8. Bill Hewlett and Dave Packard

Dave Packard (left) and Bill Hewlett
Photograph: Courtesy of Hewlett-Packard
No company has touched so many facets of technology as the brainchild of Dave Packard (left) and Bill Hewlett, two titans of Silicon Valley who built a monster computing company out of nothing but spit and gumption. Originally responsible for building audio oscillators for Walt Disney in the 1940s, HP went on to create all manner of test equipment for electronics before jumping into computer servers, desktops, calculators, cameras, and of course printers. After a few rocky years, HP is back on top as the largest technology company in the world. And what other people have had their garage turned into a national historic landmark?

9. Shigeru Miyamoto

Shigeru Miyamoto
Photograph: Courtesy of Makoto Mishida
The video game industry collapsed in the early 1980s, and for a while it looked as though the phenomenon would go down in history as just a quirky fad, like the pet rock. But Shigeru Miyamoto almost singlehandedly kept the industry alive with his creation of an animated character named Jump Man, who soon became known as Mario.
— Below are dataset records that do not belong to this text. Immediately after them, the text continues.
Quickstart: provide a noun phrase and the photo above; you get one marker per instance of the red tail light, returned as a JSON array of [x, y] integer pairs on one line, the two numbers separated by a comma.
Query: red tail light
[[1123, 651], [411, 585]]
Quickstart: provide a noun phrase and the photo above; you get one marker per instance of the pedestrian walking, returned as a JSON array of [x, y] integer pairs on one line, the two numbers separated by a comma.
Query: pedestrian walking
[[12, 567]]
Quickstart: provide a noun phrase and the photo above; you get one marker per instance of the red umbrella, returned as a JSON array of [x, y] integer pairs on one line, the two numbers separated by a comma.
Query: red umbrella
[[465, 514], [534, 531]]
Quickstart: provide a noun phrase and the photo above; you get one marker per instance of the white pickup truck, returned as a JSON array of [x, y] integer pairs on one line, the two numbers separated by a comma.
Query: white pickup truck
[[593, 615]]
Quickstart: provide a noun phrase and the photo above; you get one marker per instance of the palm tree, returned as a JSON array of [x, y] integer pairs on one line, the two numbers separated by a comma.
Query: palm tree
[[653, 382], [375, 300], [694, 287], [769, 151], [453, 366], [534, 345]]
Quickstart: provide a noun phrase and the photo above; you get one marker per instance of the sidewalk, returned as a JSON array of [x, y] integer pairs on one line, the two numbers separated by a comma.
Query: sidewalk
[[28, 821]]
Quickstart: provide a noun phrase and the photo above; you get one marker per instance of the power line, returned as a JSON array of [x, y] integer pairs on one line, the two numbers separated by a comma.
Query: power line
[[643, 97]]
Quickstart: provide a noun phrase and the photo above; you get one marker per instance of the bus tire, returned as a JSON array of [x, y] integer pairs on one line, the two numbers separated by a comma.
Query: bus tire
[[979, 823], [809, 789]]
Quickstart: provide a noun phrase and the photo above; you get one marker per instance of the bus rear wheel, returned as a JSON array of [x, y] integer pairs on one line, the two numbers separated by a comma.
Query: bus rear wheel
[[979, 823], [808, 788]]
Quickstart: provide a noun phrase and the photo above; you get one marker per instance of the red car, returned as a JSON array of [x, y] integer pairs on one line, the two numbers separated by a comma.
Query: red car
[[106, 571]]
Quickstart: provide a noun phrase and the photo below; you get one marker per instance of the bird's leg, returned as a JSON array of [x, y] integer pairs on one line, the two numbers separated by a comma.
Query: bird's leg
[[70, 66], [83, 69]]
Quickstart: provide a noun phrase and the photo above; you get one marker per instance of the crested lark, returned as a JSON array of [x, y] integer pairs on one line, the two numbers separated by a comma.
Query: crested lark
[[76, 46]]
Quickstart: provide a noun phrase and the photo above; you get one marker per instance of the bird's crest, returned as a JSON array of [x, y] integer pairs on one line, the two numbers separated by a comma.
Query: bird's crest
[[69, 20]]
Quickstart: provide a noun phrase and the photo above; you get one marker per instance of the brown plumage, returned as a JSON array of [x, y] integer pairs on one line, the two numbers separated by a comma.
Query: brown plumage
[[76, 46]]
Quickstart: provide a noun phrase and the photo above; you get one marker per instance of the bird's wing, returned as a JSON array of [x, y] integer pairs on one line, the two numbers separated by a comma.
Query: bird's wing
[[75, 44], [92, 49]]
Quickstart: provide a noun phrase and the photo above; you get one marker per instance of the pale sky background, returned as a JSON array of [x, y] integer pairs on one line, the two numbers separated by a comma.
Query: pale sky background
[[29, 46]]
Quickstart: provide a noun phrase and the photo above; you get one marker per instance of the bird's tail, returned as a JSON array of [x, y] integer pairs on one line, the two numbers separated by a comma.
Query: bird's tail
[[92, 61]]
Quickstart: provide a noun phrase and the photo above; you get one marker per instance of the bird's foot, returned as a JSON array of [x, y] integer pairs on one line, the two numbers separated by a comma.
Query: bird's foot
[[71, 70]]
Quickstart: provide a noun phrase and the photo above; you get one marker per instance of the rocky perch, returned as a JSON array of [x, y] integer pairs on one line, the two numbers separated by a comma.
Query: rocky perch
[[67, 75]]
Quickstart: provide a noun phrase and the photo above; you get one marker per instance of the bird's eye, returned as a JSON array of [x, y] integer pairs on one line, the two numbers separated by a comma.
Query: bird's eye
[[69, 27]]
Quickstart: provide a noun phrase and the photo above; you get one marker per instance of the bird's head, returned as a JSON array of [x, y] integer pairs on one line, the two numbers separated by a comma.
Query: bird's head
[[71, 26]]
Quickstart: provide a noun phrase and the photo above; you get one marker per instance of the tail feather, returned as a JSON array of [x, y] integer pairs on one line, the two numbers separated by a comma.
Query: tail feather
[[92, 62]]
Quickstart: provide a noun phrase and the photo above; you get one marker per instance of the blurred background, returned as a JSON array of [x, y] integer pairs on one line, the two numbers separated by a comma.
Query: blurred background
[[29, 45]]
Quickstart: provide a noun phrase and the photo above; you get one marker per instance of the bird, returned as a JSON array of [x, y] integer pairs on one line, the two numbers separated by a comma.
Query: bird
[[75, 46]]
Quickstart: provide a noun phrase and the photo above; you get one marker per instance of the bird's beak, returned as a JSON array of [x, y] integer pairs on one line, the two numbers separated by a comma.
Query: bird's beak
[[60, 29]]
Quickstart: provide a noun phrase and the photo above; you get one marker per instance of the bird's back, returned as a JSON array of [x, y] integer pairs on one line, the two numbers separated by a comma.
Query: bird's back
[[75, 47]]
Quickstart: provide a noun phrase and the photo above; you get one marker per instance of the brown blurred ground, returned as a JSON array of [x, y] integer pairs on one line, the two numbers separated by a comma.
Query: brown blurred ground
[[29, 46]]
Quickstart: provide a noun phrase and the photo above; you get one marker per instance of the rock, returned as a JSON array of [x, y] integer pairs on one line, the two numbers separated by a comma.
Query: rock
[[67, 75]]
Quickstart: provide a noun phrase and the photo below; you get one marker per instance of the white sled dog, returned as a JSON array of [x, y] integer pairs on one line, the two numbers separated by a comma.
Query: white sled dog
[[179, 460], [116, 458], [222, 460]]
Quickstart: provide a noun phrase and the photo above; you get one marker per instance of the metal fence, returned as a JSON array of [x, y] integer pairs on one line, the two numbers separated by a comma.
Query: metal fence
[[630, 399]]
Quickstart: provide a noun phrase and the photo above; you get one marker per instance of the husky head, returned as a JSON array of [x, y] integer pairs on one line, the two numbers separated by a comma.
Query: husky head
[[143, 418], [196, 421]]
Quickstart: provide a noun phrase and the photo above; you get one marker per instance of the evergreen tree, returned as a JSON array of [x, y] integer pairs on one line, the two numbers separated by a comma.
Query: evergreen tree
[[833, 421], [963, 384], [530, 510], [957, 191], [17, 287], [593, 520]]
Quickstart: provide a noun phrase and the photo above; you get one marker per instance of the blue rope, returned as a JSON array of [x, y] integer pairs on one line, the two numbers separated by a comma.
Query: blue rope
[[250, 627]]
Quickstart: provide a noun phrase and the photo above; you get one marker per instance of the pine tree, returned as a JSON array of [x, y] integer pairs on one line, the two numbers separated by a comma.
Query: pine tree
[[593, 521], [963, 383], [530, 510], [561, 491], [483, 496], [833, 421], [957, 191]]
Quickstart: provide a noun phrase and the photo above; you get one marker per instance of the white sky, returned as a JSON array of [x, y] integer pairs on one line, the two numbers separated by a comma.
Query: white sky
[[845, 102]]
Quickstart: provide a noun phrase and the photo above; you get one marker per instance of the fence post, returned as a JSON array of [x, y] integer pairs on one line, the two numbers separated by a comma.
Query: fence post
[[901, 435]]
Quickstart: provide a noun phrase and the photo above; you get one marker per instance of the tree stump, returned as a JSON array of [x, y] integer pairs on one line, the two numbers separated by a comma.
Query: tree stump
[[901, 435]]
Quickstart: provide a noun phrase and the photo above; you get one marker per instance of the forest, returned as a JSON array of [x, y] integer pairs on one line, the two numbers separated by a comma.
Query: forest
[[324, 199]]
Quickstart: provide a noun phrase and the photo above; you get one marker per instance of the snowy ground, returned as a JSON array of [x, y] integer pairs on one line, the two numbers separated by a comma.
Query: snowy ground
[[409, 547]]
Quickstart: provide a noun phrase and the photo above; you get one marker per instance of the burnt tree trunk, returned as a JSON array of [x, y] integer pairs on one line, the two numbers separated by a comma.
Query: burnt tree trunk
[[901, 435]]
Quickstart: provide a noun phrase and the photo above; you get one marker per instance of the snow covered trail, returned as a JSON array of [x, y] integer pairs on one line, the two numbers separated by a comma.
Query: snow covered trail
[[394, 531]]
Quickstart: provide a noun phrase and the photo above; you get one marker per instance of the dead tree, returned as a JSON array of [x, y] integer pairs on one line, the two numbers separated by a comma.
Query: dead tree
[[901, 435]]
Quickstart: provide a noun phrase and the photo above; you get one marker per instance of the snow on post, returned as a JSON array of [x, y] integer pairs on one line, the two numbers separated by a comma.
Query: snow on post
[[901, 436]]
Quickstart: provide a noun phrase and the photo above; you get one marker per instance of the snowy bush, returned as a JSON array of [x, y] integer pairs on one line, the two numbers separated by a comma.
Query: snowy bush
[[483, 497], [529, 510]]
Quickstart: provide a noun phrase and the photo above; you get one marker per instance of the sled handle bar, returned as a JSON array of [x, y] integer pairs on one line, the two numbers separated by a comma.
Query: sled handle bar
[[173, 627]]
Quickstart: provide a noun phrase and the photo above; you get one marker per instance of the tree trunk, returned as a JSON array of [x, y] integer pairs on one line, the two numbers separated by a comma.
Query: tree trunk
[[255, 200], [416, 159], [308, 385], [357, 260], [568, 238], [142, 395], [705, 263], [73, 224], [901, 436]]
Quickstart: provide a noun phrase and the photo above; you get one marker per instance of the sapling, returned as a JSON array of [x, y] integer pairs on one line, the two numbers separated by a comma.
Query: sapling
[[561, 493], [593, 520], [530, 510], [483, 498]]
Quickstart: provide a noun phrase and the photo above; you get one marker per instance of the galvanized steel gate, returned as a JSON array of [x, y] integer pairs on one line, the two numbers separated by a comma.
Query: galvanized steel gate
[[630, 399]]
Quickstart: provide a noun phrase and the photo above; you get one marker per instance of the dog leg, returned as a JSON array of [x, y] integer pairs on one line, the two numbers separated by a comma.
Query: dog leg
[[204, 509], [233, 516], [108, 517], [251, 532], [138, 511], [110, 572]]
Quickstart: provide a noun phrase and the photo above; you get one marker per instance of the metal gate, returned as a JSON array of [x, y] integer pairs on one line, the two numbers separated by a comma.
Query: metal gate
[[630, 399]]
Miyamoto's influence in the gaming business--he's now a senior director of Nintendo--has been crucial ever since. His latest creation: Wii Fit, arrives on U.S. shores this month.

10. Shawn Fanning

Shawn Fanning
Photograph: Courtesy of Wikimedia Commons
With Napster, Shawn Fanning introduced the technology that, some doomsayers warn, could spell the end of the Internet. Today traffic from peer-to-peer programs consumes an estimated 70 percent of all broadband bandwidth, and AT&T says that peer-to-peer is a major reason why it will have to radically upgrade its infrastructure if it is to avert the collapse of the Internet as we know it by 2010. All of this because a guy was looking for an easier way to share a few tunes with strangers? Sheesh.